Big Four banks quizzed on cull
MPs grill execs on branch closures
BOSSES of Britain’s Big Four banks yesterday sought to defend a mass branch cull.
Executives from Barclays, HSBC, Lloyds Banking Group and NatWest Group were grilled by MPs ahead of another wave of closures.
Consumer group Which? says banks and building societies have shut – or are scheduled to shut – 5469 branches since January 2015, at a rate of around 54 each month.
Speaking to the treasury committee, Ian Stuart, chief exec of HSBC UK, insisted the bank was “absolutely committed to a physical footprint in the UK”.
He told the hearing: “We think it’s important, but we have to get it scaled properly for the long term.”
It comes two months after HSBC revealed plans to close a further 114 branches in the UK – more than a quarter of its network.
Dame Alison Rose, chief executive of NatWest Group, said: “We’re seeing significant shifts in customer behaviour, but we recognise we need to look after all of our customers and make sure that we support particularly vulnerable customers.”
Which? says the group will have closed 1257 branches by the end of 2023 – more than any other.
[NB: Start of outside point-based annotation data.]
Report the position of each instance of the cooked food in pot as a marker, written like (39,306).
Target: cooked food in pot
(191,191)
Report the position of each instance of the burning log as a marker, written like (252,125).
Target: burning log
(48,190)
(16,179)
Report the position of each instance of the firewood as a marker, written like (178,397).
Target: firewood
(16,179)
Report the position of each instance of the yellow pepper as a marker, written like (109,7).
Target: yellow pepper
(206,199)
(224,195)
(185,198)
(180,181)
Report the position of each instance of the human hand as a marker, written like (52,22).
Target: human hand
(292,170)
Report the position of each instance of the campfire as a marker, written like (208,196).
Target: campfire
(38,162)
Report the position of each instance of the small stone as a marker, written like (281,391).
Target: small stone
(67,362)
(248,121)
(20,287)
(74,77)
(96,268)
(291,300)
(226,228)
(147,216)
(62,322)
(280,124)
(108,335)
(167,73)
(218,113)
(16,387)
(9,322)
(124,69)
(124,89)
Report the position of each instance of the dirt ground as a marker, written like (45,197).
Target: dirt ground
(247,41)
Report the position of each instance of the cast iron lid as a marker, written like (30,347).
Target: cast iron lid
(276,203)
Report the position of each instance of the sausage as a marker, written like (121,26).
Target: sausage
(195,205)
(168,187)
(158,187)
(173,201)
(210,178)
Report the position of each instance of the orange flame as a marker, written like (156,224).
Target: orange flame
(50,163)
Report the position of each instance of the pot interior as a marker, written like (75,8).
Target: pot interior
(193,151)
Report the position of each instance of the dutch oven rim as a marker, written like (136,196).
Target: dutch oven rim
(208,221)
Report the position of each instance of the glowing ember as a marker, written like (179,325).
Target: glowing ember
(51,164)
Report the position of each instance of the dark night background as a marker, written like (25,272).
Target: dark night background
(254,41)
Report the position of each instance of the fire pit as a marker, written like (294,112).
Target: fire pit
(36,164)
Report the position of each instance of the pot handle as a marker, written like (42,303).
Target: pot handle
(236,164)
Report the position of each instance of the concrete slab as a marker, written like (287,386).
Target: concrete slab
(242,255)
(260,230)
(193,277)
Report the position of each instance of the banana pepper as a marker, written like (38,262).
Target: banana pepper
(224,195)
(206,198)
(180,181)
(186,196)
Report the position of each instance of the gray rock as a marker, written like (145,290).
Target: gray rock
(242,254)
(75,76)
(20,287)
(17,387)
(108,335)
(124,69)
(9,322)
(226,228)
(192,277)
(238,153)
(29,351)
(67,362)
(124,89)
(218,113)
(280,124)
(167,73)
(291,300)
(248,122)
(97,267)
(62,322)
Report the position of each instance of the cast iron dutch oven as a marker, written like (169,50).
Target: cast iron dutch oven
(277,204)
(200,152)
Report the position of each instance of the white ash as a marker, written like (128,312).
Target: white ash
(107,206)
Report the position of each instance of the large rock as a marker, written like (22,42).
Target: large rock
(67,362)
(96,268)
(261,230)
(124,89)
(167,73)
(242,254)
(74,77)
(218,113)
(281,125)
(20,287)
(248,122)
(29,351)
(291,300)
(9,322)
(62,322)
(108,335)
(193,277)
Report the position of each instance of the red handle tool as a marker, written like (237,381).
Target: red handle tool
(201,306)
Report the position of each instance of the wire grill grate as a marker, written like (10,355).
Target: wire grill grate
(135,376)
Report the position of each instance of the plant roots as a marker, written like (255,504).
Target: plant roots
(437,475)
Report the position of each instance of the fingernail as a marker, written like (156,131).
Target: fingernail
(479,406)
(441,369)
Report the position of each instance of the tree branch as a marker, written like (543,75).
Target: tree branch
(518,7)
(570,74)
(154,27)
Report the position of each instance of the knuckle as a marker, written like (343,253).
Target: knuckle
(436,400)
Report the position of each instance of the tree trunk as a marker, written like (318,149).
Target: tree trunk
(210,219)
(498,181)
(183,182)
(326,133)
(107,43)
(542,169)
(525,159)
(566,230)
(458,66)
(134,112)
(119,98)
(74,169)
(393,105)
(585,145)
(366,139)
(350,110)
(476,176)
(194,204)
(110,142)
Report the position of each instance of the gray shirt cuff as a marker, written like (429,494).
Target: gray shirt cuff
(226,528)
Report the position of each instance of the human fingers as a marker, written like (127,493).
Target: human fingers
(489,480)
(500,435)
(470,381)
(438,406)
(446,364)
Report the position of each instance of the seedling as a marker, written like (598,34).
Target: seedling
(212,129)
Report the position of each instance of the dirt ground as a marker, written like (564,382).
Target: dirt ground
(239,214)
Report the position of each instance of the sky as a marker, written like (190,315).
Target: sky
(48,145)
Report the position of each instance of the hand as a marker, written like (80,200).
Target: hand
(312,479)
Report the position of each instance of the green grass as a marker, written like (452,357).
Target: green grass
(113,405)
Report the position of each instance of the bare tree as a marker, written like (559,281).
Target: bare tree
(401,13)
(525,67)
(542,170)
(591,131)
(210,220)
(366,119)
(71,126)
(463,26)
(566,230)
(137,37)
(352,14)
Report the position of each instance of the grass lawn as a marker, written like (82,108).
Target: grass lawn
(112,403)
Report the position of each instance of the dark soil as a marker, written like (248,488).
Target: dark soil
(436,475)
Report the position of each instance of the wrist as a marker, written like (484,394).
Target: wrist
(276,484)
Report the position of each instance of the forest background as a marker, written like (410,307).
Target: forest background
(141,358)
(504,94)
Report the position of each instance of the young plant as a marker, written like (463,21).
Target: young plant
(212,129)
Lloyds Banking Group boss Charlie Nunn said: “We remain very committed to our branch network”, despite Which? claiming it’s shut 925 branches since 2015.
Execs were also asked if banks rely on customer inertia over moving accounts.
Matt Hammerstein, Barclays’ UK boss, insisted: “I don’t think that’s in any way representative of the way we design products or the way we engage customers.”